A graphical overview of the procedure will pop-up in a new window.
 

Briefly, the process of gathering additional information about DNA inserted into the pUC19 plasmid in order to make a decision about what DNA is worth sending out to have sequenced involves 3 steps:

• Select bacterial colonies that look promising from the hybridized membranes (those that have bound a lot of the "probes" containing the sequences of interest)
• Amplify the inserted/cloned DNA using PCR primers (2 reactions, one with and one without the "probes" being used as primers) and run the products on a polyacrylamide gel
• Interpret the band patterns obtained for each pair of PCR products

Three patterns are generally visible in the side-by-side PCR product profiles where “screening oligos” were used as primers and compared to the PCR products that represent the entire length of the inserted DNA:

1. Only a shorter length fragment is produced in comparison to the entire inserted DNA fragment length.
2. Both a shorter fragment and as well as a fragment the same length as the original inserted DNA are visible.
3. Only a fragment the same length as the original total DNA insert is produced and no shorter fragment is visible.

In the first case (1) it appears that the “screening oligos” (which are simply synthesized sequences of repeated DNA) compete strongly with the sequencing primers so that the primary product is a shorter fragment that indicates the distance that the “microsatellite repeat unit” that matches one of the “screening oligos” is away from one edge of the inserted DNA sequence.

Competition for primer binding appears less pronounced when both original length and shorter fragments are produced (2).  However, in the last example (3) the “screening oligos” do not appear to bind at all, so no shorter fragment is produced.

The following diagram represents how the various primers (that initiate the DNA replication reaction) might bind to the original template DNA and produce the products that are visible as stained bands on the gels:

Locations of primer binding sites are indicated by numbers and the length of the fragment produced is represented by the bar beneath.  The lighter area beneath the “2” represents a region of DNA containing microsatellite repeat units.
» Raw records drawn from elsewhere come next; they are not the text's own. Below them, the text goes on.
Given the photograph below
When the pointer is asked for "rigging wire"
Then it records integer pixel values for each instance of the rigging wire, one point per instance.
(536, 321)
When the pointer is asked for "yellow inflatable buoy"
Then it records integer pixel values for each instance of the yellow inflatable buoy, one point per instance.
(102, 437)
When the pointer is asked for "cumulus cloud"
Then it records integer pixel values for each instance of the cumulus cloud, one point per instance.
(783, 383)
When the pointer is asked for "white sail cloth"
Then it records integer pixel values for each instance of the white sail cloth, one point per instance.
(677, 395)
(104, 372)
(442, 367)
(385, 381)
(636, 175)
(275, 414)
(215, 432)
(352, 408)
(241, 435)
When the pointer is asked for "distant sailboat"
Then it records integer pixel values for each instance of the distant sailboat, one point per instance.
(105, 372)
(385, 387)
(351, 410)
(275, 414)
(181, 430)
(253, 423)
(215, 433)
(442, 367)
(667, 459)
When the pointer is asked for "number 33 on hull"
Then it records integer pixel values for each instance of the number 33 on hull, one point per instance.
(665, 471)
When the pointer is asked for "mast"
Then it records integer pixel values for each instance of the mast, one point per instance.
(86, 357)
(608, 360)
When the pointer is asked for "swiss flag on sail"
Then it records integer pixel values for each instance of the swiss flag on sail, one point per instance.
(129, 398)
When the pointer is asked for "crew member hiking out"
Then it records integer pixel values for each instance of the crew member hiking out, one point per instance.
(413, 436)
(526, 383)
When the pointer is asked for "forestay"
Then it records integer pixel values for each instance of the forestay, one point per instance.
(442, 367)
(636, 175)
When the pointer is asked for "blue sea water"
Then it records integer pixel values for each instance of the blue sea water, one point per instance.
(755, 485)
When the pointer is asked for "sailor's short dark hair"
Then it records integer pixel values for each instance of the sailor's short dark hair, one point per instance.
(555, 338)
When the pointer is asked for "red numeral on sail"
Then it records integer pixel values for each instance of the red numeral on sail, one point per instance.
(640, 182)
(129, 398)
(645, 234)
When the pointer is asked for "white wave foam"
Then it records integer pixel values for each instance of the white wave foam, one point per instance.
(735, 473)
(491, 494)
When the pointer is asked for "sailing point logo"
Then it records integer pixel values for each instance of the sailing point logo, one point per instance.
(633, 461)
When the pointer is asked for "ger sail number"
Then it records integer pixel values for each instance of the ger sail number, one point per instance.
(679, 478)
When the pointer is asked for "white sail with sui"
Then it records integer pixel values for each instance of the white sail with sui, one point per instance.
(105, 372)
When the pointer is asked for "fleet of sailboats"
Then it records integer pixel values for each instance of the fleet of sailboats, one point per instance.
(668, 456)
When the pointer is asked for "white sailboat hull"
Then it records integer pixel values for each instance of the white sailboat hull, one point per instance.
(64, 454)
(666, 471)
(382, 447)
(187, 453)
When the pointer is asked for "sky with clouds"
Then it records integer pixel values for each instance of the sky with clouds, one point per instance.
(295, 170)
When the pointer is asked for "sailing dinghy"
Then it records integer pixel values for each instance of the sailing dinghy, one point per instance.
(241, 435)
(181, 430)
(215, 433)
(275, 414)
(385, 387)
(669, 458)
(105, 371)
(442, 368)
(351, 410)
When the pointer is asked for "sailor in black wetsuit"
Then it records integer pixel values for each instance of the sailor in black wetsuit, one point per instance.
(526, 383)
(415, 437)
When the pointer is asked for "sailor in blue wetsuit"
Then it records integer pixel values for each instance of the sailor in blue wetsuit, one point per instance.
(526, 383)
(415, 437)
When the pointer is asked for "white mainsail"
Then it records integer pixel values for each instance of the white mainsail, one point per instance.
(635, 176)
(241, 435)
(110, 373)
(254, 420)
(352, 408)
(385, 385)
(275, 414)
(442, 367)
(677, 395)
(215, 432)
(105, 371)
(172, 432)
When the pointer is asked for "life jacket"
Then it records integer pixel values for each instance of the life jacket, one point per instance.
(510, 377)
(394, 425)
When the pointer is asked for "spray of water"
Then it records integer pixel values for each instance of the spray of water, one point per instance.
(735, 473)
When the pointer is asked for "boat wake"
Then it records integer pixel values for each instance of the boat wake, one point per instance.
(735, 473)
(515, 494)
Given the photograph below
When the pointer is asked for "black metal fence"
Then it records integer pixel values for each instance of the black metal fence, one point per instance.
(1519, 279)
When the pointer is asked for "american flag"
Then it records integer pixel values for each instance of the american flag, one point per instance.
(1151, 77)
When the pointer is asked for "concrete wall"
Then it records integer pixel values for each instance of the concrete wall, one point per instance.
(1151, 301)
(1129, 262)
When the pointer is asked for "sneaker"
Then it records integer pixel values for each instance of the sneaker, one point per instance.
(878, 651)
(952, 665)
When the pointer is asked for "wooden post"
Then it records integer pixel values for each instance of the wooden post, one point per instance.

“Sequencing primers” bind at points 1 and 3 produce a fragment that represents the entire length of the DNA that was previously inserted into the circular plasmid and transferred into E. coli for plasmid copy multiplication.  However, if another primer binds at a point between 1 and 3 there is potential for production of a shorter fragment as well.  These possible alternate (or additional) shorter products are represented by the lower fragments that have the microsatellite repeat as an end point.

In order for the PCR amplification reaction to occur one primer must bind to a single strand of DNA and begin replication in one direction as another primer binds to the complementary (matching) single strand of DNA and initiates replication in the opposite direction.  The products produced by the single primers moving along the complementary strands of DNA in opposite directions must overlap in order for high-copy replication to occur (see PCR page).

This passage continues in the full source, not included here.